I believe it is a mistake to use a wide brush and paint a picture of people who are passionless. I met with a friend in the investing line yesterday, and I am heartened to hear that there are pockets of innovation in Singapore, incredible improvements of technology and this is coming from individual inventors and technopreneurs.
Forming a start-up team is already difficult, what more to find a winning combination. All this takes time, and requires people to make mistakes.
In my past life I have met many passionate technologists who think the world of their technology and how it (the technology can change the face of how business is done), but many factors need to be ascertained before it becomes a viable start-up.

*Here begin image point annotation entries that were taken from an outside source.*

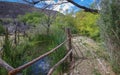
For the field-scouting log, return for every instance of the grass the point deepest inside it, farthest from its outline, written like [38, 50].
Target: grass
[33, 46]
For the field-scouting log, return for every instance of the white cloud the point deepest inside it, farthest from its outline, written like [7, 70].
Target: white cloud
[61, 7]
[82, 0]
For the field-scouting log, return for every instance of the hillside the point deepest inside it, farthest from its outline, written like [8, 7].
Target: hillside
[12, 9]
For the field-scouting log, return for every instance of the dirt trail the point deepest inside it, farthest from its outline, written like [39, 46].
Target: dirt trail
[86, 61]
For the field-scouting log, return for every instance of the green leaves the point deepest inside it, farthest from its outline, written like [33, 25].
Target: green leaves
[85, 22]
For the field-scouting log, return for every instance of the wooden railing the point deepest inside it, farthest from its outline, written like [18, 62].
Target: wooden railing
[15, 71]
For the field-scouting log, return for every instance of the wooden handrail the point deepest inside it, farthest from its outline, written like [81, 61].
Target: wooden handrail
[15, 71]
[56, 65]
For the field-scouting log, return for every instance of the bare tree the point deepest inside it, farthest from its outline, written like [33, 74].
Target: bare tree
[86, 9]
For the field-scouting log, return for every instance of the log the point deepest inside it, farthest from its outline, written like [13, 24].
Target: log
[56, 65]
[6, 65]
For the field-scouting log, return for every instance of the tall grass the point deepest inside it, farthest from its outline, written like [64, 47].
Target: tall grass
[32, 47]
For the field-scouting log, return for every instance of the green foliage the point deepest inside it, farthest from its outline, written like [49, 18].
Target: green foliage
[2, 30]
[85, 23]
[110, 30]
[65, 21]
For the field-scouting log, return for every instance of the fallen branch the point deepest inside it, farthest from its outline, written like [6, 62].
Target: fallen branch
[6, 65]
[13, 72]
[56, 65]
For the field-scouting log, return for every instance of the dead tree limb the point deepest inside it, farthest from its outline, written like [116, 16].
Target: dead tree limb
[83, 7]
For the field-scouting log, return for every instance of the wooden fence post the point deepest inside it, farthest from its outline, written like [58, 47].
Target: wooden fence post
[69, 36]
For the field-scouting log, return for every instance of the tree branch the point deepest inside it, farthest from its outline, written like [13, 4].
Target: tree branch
[83, 7]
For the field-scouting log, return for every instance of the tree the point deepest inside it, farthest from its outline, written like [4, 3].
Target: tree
[110, 30]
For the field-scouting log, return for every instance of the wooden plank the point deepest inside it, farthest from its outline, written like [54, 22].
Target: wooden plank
[56, 65]
[15, 71]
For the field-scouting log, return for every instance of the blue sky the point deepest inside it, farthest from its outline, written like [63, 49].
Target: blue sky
[62, 8]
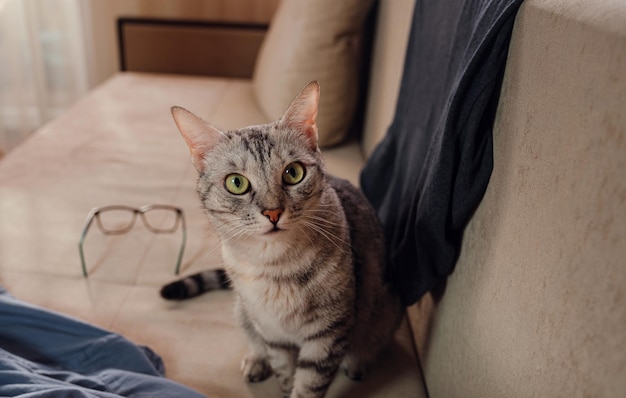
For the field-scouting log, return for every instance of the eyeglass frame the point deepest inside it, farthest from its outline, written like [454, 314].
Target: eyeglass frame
[95, 214]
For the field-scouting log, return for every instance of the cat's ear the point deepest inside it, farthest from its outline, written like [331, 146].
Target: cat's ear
[302, 113]
[200, 136]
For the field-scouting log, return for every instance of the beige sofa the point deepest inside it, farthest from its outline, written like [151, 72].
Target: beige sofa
[535, 307]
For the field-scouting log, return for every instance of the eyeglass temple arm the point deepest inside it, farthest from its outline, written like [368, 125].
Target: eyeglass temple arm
[83, 235]
[183, 243]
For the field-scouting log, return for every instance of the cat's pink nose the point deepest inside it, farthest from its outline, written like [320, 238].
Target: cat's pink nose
[273, 215]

As for Biotech, as I have said, it is not as simple as coming up with a software for a cellphone and testing it on a couple of platform before releasing it to the public. Biotech takes time, and effort. Areas like stem cell, chimera technology are all so new that you really do not want to rush it into human trials.
But I agree that more can be done to improve the pipeline from research to trial and hopefully to market, but do be aware that I think close to 70 or 80% of drug targets fail in to get to the market, which is why it is so expensive to take a drug all the way to the market.
The loss of these prominent scientists is indeed a loss, irregardless on how it is sugar-coated. However, I believe there is a silver lining in most things. In this case, them going back to their home labs just means an additional pipe for collaboration, but I do firmly believe that we should start looking at how our own people are performing in their research.
Prof Shih being chosen to start-up the Mid East University from scratch already means that we are almost there, just that we need more of the Prof Shihs. And unfortunately, building human capital is unlike manufacturing an iPod, it takes a whole lot longer.